量子コンピュータでも解読不可、デジタル署名アルゴリズム試験成功(デジサート・ジャパン)

©株式会社イード

デジサート・ジャパン合同会社は2月14日、米デジサート・インクとハードウェアセキュリティモジュール(HSM)プロバイダであるUtimaco社、耐量子計算機(耐量子コンピュータ)暗号を主導するマイクロソフト リサーチが、「Picnic」耐量子コンピュータデジタル署名アルゴリズムの試験実施に成功したと発表した。この概念実証は、現在広く使われている暗号化アルゴリズムに対し、量子コンピューティングがもたらす将来の脅威に対してIoTデバイス保護で完全なソリューションを示すもの。

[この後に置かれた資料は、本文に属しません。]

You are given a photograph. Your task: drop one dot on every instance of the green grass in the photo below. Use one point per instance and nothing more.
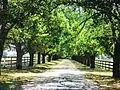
(11, 79)
(101, 76)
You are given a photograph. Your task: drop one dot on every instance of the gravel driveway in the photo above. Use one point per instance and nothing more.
(64, 76)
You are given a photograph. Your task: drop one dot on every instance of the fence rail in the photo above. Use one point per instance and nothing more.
(108, 65)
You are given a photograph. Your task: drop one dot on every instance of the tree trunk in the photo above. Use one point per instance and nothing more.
(19, 56)
(43, 58)
(116, 60)
(49, 58)
(88, 61)
(31, 59)
(39, 57)
(92, 61)
(1, 51)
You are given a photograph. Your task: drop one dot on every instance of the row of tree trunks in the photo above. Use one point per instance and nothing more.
(116, 60)
(88, 60)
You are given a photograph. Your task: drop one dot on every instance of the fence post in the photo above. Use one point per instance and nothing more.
(11, 61)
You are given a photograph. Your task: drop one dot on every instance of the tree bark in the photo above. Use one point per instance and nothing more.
(39, 57)
(88, 61)
(116, 60)
(49, 57)
(19, 56)
(31, 58)
(43, 58)
(92, 61)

現在、多くのIoTデバイスはRSAとECCを使用し、デバイスのアイデンティティと通信の機密性、完全性、信頼性を確保している。しかし、今後10年から15年の間に大型量子コンピュータが登場し、RSAやECC公開鍵暗号を破ると予想されている。3社はこの脅威への対策に取り組み、概念実証を行った。

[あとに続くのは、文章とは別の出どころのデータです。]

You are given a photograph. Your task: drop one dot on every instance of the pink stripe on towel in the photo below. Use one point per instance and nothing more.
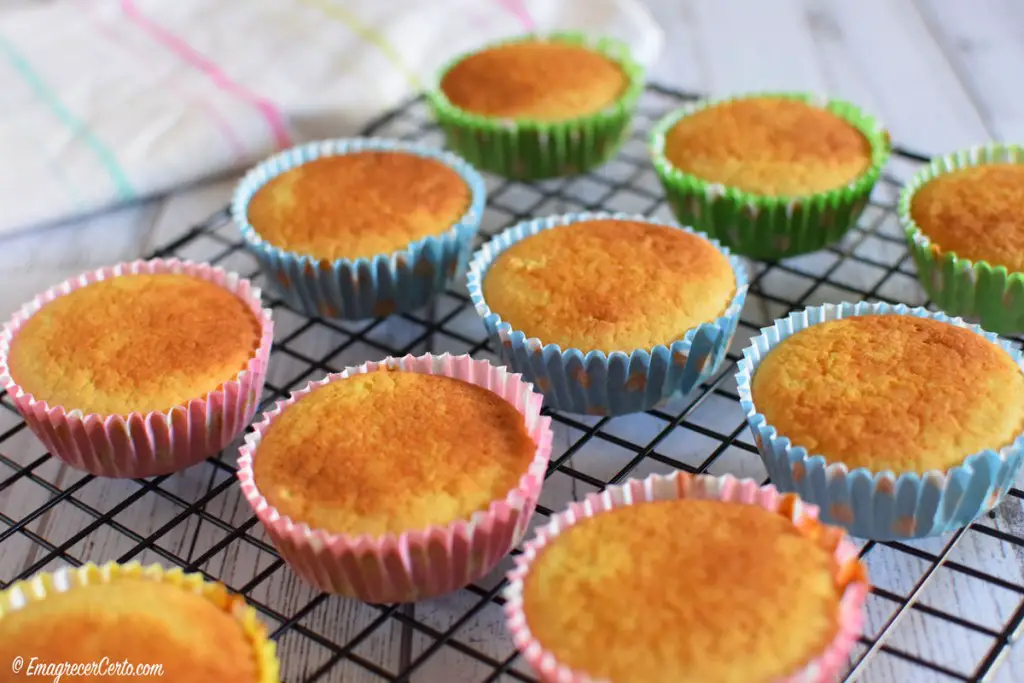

マイクロソフト リサーチにより開発されたPcnic耐量子コンピュータデジタル署名アルゴリズムを使い、デジサートにより証明書が発行される。このアルゴリズムによる証明書を発行するため、デジサートはUtimaco製のHSMを利用した。開発中の完全なソリューションは、耐量子コンピュータデジタル証明書の発行や鍵の安全管理を提供できる可能性があり、企業が将来においても有効なIoTを展開を進めるうえで有用であるとしている。